One thing that should be pointed out though when considering the luck involved in snooker is that the way commentators carry on, every player is "lucky" when they attempt a pot and don't leave anything on when that is far from the case. The infinite positions balls can land mean it's more unlucky to actually leave your opponent a chance when you miss than the other way around.
The classic example is missed red. When you miss a red you are playing for position on a colour, not a red. Therefore it's more fair to call someone "lucky" if they miss a colour and don't leave a red, seeing as they played for the white to land on a red. And naturally, when you miss a ball the white never lands up exactly where you intend it to land, so most chances left will invariably be more difficult than intended.

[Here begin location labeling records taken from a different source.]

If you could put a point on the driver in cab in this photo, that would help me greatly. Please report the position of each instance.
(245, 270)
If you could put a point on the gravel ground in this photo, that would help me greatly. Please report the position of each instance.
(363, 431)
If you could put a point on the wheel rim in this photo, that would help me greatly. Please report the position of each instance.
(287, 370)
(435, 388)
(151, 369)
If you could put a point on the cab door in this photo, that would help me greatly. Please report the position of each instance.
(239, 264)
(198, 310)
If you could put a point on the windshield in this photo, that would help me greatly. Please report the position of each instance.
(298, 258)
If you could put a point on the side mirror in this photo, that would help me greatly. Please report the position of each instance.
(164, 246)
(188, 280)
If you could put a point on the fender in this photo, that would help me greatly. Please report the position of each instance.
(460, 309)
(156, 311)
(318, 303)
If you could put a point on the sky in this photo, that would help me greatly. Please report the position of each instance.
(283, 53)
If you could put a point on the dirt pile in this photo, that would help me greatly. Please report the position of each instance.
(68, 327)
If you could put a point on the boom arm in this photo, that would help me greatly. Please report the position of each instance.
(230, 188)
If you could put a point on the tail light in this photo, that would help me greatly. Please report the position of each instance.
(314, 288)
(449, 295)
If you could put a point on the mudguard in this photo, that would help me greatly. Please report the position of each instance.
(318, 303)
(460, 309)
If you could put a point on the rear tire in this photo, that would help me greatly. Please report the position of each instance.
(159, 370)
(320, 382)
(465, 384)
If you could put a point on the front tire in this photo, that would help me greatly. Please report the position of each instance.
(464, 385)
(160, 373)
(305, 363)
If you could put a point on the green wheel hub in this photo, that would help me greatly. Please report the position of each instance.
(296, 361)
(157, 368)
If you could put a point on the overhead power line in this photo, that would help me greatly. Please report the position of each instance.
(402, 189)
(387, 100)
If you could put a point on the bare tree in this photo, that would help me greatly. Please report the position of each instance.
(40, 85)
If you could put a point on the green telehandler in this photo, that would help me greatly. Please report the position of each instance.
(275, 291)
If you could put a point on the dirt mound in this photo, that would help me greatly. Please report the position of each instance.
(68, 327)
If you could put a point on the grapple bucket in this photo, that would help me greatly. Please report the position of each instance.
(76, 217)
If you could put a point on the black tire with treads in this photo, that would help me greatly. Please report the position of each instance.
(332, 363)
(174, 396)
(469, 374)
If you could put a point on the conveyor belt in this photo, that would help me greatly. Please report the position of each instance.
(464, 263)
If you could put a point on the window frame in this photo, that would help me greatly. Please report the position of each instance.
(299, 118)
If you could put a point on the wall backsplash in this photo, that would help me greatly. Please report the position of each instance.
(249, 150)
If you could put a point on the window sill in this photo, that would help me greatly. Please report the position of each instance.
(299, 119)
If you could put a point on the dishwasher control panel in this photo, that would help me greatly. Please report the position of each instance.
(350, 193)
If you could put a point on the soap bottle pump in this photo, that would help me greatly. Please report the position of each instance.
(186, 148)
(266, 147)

It happens in all sports. Fifa's attempts to counter luck of the draw by employing a linesman at each end of the pitch is still pretty pointless as there will still be many occasions where by "luck" isn't spotted. And by introducing judgement you are killing the essence of sport. It's what makes sport so exhilirating. If you took luck out of snooker, say by asking players to nominate pockets, it would take much of the fun out of it and in the end make it more boring to watch as it would encourage endless arguements about what a player intended. Also you couldn't legislate for luck which occurred outside a potted ball, say a flukey snooker, as well as not allowing a player to chance a shot he think could be a result of the shot he's playing even though he knows it's unlikely.
And besides, it's all a part of the mind games, giving the impression you played for something that you didn't by not apologising for something "lucky". Get inside your opponents head. That's more what sport is about - how you cope with the run of the ball rather than the run of the ball itself.